Ich möchte mir die nächsten jahre kein neues netzteil mehr kaufen müssen und die kabel sleeven.
Baue mir selber ein gehäuse und brauche dafür sehr lange kabel.
Ich denke mit der effizienz tut sich nicht nehr viel oder gibt es noch einen anderen grund später einmal ein neues netzteil zu kaufen? (Ausser anderen steckern)


----------



## Redbull0329 (2. August 2012)

Was für einen PC willst du denn damit befeuern? Sandy Bridge Extreme Hexacore mit Quad-SLI? 

Gib uns erstmal die Konfig durch, ehe du viel zu viel Geld ausgibst.
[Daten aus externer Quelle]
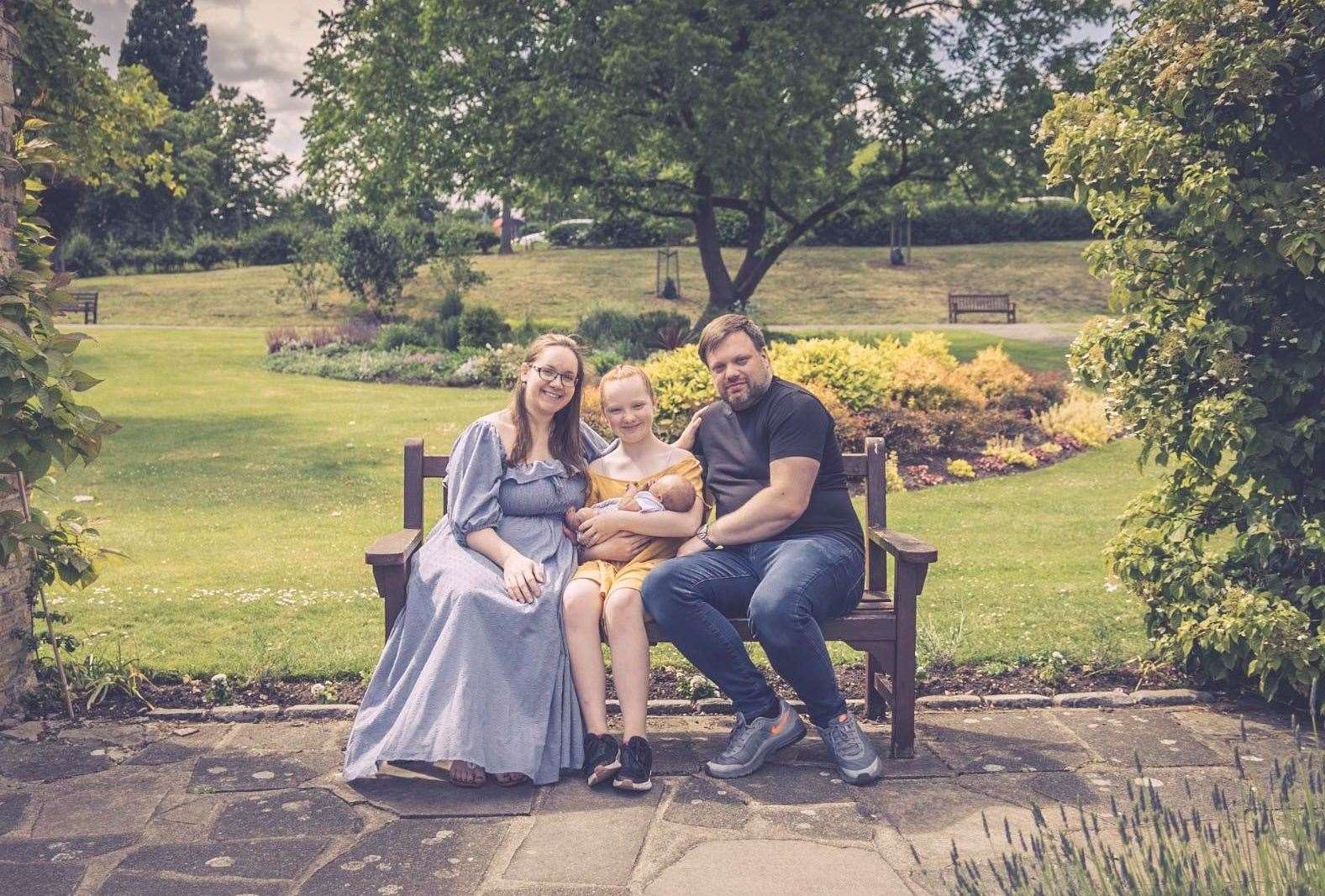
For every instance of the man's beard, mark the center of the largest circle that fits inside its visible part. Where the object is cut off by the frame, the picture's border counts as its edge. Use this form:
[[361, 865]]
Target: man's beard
[[753, 392]]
Es gibt sehr schöne, hochwertige fertig gesleevte Kabelverlängerungen, damit schlägst du zwei Fliegen mit einer Klappe


----------



## Colonia (2. August 2012)

Was für Komponenten möchtest du denn damit betreiben?
Ich würde ein 600 Watt Netzteil nehmen, weil kein Mensch bei der heutigen Hardware ein 1500 Watt Netzteil braucht.


----------



## Redbull0329 (2. August 2012)

Dieses dürfte wohl ausreichend sein: http://geizhals.at/de/790408

Mit solchen Verlängerungen: http://geizhals.at/de/?cat=kabelmb&asd=on&asuch=bitfenix%2024%20pin%20verl%E4ngerung


----------



## nikk o. laus (2. August 2012)

Richtung ivy bridge ep mit sli/crossfire @wakü mit (fetter) beleuchtung.
Soll was hochwertiges und gutes sein auch wenns unnötig ist, geld spielt wie gesagt erstmal keine große rolle.


----------



## DieMangoKiwi (2. August 2012)

nikk o. laus schrieb:


> Richtung ivy bridge ep mit sli/crossfire @wakü mit (fetter) beleuchtung.
> Soll was hochwertiges und gutes sein auch wenns unnötig ist, geld spielt wie gesagt erstmal keine große rolle.


 
Also eine ~120 Watt TDP CPU und 2 GPU's? Da reicht ein 700 Watt Netzteil. Den gesparten Aufpreis zum 1500 Watt Netzteil könntest du spenden wenn Geld keine Rolle spielt, das macht sehr viel mehr Sinn.

Was stellst du dir denn unter fette Beleuchtung vor?


----------



## steve_gorden88 (2. August 2012)

na "fette" led beleuchtung halt, die verbrauch dann wahrscheinlich 10 Watt, wenn das nicht schon übertrieben ist.

wenn du das ding natürlich mit weihnachtslichterketten behängen willst, dann sieht das mit dem Stromverbrauch schon wieder anders aus.


----------



## nikk o. laus (2. August 2012)

Natürlich nen falkscheinwerfer damit man durchs getönte sichtfenster sehen kann.
Könnt ihr mir nicht einfach eins empfehlen auch wenns kein sinn macht? (mir gehen die argumente aus )


----------



## DieMangoKiwi (2. August 2012)

nikk o. laus schrieb:


> Könnt ihr mir nicht einfach eins empfehlen auch wenns kein sinn macht? (mir gehen die argumente aus )


 
Wir sind halt sehr auf Preis/Leistung getrimmt. Früher wollte ich auch immer das teuerste an Hardware und am besten alles von einer Marke.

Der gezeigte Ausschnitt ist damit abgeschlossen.